I know that getting up early and running won’t get me promoted. But I know it develops discipline. NO one is forcing me to do this and I’m creating opportunities for myself to get better. I didn’t come up with this principle. If you look at some of the most successful people in the world they are frequently early risers. I apply the same tactic at work. Here’s an example of a small win I had recently. Hopefully, this sparks some inspiration for you to find a little gem in the rough.
The company I am working for is going through a massive reorganization for the sales staff. The top brass got whacked (let go – aka given the opportunity to work elsewhere) about a year ago and it’s been dragging on ever since. Recently, management announced they are reducing the sales staff by 35%! Keep in mind we are growing company and not restructuring because we are in financial troubles. As heads continue to roll everyone is on pins and needles to learn the new structure for the organization. My cousin (big wig in corporate America) said that large reorgs like this are analogous to 7th-grade dances. People congregate in their little tribes. Rumors spread. No one knows how to act given the situation and you may see people do uncharacteristic things given the circumstances.
Anyway, the remaining sales staff feels overworked, irritated, and tired of being in limbo while we wait to hear the announced changes for the structure. Most of us are covering 2x the number of customers with no extra incentives and uncertain of the future.
During this time, management rolled out a rather labor intensive research project. We were assigned the project via email on a Monday afternoon with the sales leadership copied on the email chain (aka you better pay attention). The email instructed us to respond to the sender and another individual by noon Friday. We were not excited bout this task.
Most of my peers seemed to half-ass the task or do the minimal work required. Now, I’ll admit I wasn’t exactly thrilled by this “opportunity” but I decided to quit feeling sorry for myself and flip this on its head.

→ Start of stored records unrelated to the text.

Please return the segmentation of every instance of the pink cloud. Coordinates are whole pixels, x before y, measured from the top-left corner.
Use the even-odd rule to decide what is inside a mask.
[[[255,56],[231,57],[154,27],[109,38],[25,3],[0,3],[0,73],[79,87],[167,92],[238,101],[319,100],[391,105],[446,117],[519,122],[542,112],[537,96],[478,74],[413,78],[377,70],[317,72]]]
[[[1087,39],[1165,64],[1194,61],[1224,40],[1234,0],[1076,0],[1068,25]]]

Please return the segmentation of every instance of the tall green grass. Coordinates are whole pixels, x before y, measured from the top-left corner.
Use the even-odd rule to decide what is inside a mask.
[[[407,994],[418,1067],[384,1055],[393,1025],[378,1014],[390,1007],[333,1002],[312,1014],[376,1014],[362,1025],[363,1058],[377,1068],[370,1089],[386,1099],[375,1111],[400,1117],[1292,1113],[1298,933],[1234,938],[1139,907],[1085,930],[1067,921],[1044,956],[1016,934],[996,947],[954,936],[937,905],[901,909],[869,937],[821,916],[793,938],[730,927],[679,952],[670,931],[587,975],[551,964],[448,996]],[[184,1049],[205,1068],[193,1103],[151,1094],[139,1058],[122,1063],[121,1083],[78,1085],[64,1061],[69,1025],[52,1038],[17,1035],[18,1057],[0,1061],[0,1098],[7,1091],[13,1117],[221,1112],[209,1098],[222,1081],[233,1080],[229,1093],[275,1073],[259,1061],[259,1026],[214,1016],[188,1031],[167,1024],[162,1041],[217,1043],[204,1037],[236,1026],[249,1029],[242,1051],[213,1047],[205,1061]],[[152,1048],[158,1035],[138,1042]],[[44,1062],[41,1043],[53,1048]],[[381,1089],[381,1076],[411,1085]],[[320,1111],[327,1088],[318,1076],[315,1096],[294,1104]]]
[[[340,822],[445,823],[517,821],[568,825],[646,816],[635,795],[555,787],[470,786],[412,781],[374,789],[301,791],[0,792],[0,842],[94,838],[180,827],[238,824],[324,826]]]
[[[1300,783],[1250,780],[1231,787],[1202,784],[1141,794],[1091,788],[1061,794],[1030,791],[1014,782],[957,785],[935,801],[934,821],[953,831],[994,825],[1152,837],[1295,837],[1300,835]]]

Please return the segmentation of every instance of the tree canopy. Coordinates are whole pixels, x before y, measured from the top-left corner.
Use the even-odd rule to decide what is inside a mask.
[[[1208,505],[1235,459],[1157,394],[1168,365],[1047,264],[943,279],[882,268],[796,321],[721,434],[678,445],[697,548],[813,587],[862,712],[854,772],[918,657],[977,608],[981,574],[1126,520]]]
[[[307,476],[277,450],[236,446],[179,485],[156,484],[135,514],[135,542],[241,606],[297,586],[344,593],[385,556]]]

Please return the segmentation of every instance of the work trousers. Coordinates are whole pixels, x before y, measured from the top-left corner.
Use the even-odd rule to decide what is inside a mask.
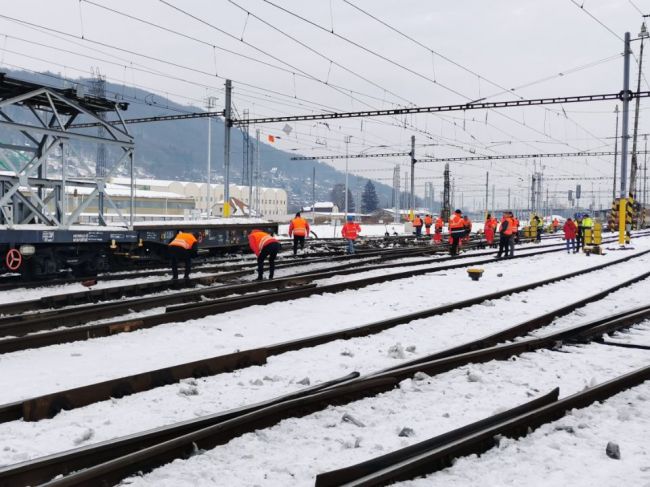
[[[417,227],[415,227],[415,236],[416,237],[422,236],[422,225],[418,225]]]
[[[269,279],[273,279],[273,274],[275,272],[275,258],[278,256],[278,252],[282,245],[279,242],[272,242],[268,245],[265,245],[264,248],[260,251],[260,255],[257,256],[257,278],[262,279],[264,275],[264,260],[269,258]]]
[[[354,240],[348,239],[348,254],[354,254]]]
[[[582,233],[582,229],[578,229],[576,234],[576,252],[580,252],[580,249],[585,246],[585,236]]]
[[[426,234],[431,235],[431,225],[426,225],[425,229],[426,229]]]
[[[192,270],[192,251],[185,250],[182,247],[170,246],[169,257],[172,264],[172,279],[178,279],[178,261],[185,264],[185,279],[190,278],[190,271]]]
[[[499,235],[499,252],[497,258],[512,256],[514,254],[514,239],[512,235]]]
[[[458,255],[458,246],[460,245],[461,239],[465,236],[465,229],[452,230],[451,231],[451,249],[449,253],[451,255]]]
[[[305,250],[305,236],[298,236],[294,235],[293,236],[293,255],[296,255],[298,253],[298,246],[300,246],[300,250]]]
[[[567,238],[566,239],[566,251],[571,253],[573,250],[574,252],[576,251],[576,239],[575,238]]]

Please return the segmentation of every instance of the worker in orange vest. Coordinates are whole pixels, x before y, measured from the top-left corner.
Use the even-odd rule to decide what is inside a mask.
[[[416,237],[421,237],[422,236],[422,218],[420,218],[420,215],[415,215],[415,218],[413,219],[413,228],[415,228],[415,236]]]
[[[462,217],[462,211],[456,210],[449,218],[449,238],[451,239],[451,255],[458,255],[458,245],[460,240],[465,236],[465,220]]]
[[[512,243],[513,234],[515,232],[515,223],[511,211],[505,211],[501,218],[501,226],[499,227],[499,252],[497,259],[504,257],[512,257],[514,251],[514,244]]]
[[[519,243],[519,218],[510,211],[510,218],[512,219],[512,237],[510,238],[510,257],[515,255],[515,244]]]
[[[467,215],[463,216],[463,222],[465,224],[465,236],[463,237],[462,241],[464,243],[469,242],[469,236],[472,233],[472,220],[469,219]]]
[[[427,235],[431,235],[431,225],[433,225],[433,218],[431,218],[431,215],[425,216],[424,217],[424,228],[426,228]]]
[[[442,228],[444,226],[445,226],[444,220],[442,219],[441,216],[438,216],[438,218],[436,218],[436,226],[435,226],[435,230],[434,230],[434,233],[433,233],[433,241],[435,243],[442,242]]]
[[[492,226],[494,223],[492,218],[492,215],[490,213],[487,214],[487,217],[485,218],[485,223],[483,224],[483,233],[485,234],[485,242],[492,247],[494,245],[494,229],[495,227]]]
[[[557,218],[553,218],[553,223],[551,223],[551,226],[553,228],[553,233],[557,232],[560,228],[560,221]]]
[[[348,241],[348,254],[354,254],[354,241],[361,232],[361,226],[354,221],[352,216],[348,216],[348,221],[341,228],[341,235]]]
[[[293,255],[298,253],[298,245],[300,245],[300,250],[305,250],[305,238],[309,235],[309,223],[303,217],[300,216],[300,212],[296,213],[296,216],[291,223],[289,223],[289,237],[293,236]]]
[[[185,281],[190,279],[192,270],[192,256],[196,253],[198,240],[187,232],[179,230],[176,236],[169,242],[168,250],[172,264],[172,280],[178,281],[178,261],[185,263]]]
[[[278,239],[262,230],[254,229],[248,234],[248,245],[257,256],[257,280],[264,279],[264,260],[269,258],[269,279],[275,272],[275,258],[282,248]]]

I treated this as a competition against my peers, a little game that I wanted to win.
I tidied up everything in a clean zip file and sent it to the two people specified in the original request. My coworkers hit the deadline as well but many were instructed to redo specific parts, find more information, or just clean it up. I hadn’t heard from my boss and assumed “no news is good news.” I was wrong, it went much better than expected. Picture below.
Thank you very much for your hard work and exceptional deliverable in prep for our workshops and “…” next week. You went above and beyond.
Your knowledge of the account was evidenced in the output you created.
Awesome job and thank you very much!